Hari ini, ransomware (terbuka di tab baru) diperlakukan sebagian besar sebagai masalah kriminal, tetapi ada argumen yang dibuat untuk memperlakukannya sebagai masalah geopolitik juga. Sebagai cara yang murah dan mudah untuk mencuri uang dari bisnis besar, tidak mengherankan jika CEO Pusat Keamanan Siber Nasional Inggris menyebutnya “bahaya paling langsung ke Inggris”. Sederhananya – itu berhasil – dan kami melihat itu sudah bekerja sangat baik terhadap bisnis, yang juga bisa menjadi alat untuk mengekstraksi konsesi dari negara-negara kuat.

Tentang Penulis

John Shier adalah Penasihat Keamanan Senior di Sophos (terbuka di tab baru).

Ransomware memengaruhi organisasi dari semua ukuran, dan di semua sektor.

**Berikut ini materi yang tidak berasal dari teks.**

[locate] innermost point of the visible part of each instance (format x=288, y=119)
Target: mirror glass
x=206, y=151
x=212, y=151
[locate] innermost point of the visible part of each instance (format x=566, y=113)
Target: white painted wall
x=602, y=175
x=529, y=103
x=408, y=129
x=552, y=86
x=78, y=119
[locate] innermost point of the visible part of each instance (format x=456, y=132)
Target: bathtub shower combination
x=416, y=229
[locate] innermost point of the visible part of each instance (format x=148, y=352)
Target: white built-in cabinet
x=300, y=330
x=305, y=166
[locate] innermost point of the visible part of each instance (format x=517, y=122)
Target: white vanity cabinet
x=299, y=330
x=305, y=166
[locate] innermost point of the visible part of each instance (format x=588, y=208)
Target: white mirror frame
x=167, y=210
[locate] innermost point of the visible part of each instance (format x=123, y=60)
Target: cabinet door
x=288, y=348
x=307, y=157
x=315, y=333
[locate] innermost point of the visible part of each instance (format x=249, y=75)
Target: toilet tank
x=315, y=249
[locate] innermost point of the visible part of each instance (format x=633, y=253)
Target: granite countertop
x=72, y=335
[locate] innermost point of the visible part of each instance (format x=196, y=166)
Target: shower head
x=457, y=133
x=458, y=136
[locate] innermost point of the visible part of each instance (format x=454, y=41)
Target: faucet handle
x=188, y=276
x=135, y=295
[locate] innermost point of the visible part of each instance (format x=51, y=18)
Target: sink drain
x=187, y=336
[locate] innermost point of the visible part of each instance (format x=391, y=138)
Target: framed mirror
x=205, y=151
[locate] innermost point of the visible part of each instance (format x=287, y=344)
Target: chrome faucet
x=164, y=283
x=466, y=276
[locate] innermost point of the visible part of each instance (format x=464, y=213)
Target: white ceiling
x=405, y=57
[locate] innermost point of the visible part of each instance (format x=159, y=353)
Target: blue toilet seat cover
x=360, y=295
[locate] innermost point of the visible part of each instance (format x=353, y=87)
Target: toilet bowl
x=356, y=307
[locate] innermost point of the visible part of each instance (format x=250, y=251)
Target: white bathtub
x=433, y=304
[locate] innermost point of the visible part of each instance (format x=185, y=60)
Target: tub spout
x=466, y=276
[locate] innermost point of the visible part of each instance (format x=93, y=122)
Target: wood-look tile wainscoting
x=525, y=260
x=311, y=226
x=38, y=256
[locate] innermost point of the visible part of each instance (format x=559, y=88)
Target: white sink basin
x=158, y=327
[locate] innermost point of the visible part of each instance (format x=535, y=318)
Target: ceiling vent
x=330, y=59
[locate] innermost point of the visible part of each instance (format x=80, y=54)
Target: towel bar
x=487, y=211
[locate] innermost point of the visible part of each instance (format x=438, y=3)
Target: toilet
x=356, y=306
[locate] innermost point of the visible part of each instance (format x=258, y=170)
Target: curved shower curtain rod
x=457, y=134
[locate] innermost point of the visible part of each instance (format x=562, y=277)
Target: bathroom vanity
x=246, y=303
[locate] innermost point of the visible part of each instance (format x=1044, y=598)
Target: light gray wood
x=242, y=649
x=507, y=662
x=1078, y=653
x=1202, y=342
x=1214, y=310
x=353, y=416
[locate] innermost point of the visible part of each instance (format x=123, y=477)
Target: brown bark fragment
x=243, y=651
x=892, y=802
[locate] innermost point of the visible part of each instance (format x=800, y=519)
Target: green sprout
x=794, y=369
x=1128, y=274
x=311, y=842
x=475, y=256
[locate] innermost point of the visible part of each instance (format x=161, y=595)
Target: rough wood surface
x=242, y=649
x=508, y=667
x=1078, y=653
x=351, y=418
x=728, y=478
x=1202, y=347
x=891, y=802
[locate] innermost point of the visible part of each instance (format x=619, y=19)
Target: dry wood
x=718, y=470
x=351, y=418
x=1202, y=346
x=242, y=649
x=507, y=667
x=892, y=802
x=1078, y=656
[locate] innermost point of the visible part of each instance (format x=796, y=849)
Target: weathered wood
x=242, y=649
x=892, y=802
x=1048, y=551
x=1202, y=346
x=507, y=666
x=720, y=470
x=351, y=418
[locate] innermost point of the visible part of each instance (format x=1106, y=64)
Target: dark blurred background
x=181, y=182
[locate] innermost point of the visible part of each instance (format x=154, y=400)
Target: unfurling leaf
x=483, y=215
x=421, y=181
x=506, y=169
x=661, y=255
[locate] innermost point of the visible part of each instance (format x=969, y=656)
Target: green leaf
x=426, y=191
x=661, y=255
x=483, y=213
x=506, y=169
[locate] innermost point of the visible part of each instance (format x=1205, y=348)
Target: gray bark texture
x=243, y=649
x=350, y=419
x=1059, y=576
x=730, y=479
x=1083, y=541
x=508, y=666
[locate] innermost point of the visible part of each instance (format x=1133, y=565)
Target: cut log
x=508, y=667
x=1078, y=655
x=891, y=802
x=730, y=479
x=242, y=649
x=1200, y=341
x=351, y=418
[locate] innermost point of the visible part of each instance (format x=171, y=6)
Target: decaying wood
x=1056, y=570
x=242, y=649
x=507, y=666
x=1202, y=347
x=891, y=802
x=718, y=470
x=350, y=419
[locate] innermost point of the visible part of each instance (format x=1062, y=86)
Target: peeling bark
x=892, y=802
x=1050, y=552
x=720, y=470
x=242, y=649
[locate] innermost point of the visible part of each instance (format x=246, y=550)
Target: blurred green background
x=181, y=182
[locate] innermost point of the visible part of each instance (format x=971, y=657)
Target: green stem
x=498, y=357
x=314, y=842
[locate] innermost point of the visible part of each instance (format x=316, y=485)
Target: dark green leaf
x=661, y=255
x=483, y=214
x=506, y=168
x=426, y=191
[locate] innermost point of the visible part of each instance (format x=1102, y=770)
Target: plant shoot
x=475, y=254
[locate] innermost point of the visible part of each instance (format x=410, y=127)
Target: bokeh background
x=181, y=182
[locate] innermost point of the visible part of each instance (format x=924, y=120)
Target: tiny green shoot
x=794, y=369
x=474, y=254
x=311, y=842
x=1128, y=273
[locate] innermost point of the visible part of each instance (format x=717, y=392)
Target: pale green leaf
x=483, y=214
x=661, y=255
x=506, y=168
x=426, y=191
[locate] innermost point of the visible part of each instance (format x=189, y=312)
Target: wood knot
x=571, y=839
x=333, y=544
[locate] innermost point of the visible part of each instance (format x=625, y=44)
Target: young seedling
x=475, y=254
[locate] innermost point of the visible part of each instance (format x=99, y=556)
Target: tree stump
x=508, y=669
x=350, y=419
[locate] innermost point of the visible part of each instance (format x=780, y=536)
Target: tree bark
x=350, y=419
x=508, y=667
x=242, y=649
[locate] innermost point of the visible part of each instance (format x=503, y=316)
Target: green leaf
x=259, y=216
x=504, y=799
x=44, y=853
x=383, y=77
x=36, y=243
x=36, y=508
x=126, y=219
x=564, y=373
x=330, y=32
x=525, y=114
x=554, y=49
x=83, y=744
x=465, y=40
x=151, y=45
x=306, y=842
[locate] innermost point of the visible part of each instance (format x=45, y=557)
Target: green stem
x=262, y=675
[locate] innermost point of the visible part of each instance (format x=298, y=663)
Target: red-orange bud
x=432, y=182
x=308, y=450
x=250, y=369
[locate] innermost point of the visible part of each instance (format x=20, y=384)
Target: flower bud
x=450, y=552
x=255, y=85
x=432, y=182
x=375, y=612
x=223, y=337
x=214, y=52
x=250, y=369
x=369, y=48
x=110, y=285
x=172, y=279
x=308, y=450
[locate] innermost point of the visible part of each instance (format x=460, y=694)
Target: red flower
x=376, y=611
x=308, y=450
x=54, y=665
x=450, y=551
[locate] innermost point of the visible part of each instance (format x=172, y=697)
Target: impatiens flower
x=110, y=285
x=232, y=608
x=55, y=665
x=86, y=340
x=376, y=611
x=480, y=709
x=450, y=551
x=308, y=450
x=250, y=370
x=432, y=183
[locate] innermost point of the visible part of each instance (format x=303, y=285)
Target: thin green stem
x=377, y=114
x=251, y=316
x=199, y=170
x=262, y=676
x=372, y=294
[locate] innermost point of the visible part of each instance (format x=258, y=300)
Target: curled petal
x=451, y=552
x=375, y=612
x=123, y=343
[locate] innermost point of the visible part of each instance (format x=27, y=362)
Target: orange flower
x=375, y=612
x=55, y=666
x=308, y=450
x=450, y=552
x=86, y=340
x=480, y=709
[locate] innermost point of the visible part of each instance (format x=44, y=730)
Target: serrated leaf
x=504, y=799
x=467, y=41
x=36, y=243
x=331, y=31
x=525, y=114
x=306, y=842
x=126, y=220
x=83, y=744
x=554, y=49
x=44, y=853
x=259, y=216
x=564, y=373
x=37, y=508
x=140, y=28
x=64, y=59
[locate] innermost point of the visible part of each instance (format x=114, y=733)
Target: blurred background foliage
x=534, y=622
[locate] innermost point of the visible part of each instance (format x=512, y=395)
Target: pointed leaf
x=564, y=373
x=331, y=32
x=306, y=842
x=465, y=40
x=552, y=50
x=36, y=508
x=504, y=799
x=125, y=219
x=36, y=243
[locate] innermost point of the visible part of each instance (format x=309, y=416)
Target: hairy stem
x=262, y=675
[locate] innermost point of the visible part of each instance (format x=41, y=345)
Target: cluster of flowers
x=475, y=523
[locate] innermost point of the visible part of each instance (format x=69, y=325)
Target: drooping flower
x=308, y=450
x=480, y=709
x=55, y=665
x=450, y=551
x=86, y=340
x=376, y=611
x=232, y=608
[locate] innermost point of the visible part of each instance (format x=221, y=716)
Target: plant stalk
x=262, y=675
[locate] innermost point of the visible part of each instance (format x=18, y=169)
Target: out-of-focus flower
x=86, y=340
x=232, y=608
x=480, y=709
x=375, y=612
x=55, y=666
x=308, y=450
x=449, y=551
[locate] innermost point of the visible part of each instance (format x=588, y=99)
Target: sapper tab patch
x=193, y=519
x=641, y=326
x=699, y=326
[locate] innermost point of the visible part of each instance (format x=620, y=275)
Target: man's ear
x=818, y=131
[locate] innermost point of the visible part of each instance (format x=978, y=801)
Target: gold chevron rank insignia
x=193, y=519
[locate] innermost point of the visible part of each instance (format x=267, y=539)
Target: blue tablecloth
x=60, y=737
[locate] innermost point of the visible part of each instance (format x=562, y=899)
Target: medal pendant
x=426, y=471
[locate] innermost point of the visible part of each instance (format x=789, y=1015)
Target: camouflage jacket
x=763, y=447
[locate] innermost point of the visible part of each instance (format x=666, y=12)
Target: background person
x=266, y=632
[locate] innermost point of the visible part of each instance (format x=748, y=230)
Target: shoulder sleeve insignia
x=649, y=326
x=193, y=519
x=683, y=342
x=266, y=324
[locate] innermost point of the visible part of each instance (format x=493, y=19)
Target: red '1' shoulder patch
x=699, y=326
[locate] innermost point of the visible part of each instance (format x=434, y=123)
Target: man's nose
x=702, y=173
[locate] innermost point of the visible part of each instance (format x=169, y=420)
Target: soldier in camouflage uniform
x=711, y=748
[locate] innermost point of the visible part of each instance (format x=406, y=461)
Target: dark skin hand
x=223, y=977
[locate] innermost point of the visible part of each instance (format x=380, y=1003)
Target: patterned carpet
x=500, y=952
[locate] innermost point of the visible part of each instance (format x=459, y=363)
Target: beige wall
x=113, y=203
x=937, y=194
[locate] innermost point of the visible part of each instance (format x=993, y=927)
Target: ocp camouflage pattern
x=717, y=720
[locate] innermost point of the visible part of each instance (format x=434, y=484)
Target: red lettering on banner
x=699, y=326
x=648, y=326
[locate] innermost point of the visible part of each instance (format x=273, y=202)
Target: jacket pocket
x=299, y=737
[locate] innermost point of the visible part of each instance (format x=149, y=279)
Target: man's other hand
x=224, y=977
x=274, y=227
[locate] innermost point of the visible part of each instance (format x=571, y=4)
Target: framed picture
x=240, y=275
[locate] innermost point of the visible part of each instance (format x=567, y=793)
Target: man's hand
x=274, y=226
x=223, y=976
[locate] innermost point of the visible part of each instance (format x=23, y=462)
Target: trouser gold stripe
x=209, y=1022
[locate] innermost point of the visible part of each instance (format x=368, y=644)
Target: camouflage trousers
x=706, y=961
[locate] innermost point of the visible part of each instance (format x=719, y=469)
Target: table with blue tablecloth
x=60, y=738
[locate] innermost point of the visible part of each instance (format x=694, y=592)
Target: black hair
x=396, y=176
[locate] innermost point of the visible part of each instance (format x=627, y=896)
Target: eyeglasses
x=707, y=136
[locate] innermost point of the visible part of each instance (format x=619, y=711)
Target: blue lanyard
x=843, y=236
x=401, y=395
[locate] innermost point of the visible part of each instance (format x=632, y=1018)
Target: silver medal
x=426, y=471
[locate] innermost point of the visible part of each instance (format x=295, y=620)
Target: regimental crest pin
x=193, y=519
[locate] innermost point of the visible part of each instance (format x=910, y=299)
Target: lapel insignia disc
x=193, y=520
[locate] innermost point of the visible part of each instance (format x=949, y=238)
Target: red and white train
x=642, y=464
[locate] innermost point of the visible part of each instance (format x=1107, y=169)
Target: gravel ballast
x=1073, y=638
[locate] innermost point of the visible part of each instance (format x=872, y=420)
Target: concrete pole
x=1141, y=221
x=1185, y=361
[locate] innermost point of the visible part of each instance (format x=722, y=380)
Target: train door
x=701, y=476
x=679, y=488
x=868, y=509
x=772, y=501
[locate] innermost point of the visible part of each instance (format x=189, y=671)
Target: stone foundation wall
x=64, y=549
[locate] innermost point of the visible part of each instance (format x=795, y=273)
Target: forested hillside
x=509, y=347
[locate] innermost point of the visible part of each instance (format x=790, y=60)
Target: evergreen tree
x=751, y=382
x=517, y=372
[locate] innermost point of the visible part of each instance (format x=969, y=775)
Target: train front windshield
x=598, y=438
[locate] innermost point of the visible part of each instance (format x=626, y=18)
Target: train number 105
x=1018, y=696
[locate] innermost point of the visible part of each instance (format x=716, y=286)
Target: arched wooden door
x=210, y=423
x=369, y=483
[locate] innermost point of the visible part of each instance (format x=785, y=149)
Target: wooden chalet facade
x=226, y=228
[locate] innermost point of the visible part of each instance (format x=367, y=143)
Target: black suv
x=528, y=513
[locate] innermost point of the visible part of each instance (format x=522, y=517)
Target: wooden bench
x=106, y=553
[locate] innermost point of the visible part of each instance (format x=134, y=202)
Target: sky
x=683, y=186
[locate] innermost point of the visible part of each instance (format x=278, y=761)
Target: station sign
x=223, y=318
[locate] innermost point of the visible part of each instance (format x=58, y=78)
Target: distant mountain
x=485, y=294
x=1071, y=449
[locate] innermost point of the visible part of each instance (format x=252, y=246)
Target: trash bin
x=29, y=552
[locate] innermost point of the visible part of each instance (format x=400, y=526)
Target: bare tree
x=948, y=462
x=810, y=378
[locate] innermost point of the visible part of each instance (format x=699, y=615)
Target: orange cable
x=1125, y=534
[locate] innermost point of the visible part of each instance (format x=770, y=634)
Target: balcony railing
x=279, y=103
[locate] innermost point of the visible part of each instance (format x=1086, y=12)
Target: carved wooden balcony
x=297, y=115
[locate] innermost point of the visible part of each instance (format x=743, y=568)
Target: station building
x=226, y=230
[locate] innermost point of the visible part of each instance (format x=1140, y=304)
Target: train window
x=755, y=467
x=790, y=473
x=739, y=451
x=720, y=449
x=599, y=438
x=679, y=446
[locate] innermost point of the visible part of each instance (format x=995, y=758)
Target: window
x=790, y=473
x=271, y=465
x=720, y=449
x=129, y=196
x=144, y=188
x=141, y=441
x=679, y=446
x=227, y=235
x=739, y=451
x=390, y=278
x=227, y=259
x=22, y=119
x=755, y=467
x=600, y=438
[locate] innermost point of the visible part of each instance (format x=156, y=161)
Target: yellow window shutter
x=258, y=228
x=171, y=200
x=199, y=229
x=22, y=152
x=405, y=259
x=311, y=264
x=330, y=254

Penyerang berkisar dari penjahat dunia maya berketerampilan rendah yang menyewa kode dan alat berbahaya yang diperlukan, hingga kelompok canggih dengan sumber daya yang baik yang dapat ditoleransi oleh negara jika tidak didukung secara aktif oleh negara. Dan tidak mengherankan, sebagian besar penyerang memanfaatkan sepenuhnya dunia online yang terhubung untuk meluncurkan serangan mereka melintasi perbatasan, jauh di luar jangkauan otoritas nasional dan penegak hukum korban mereka.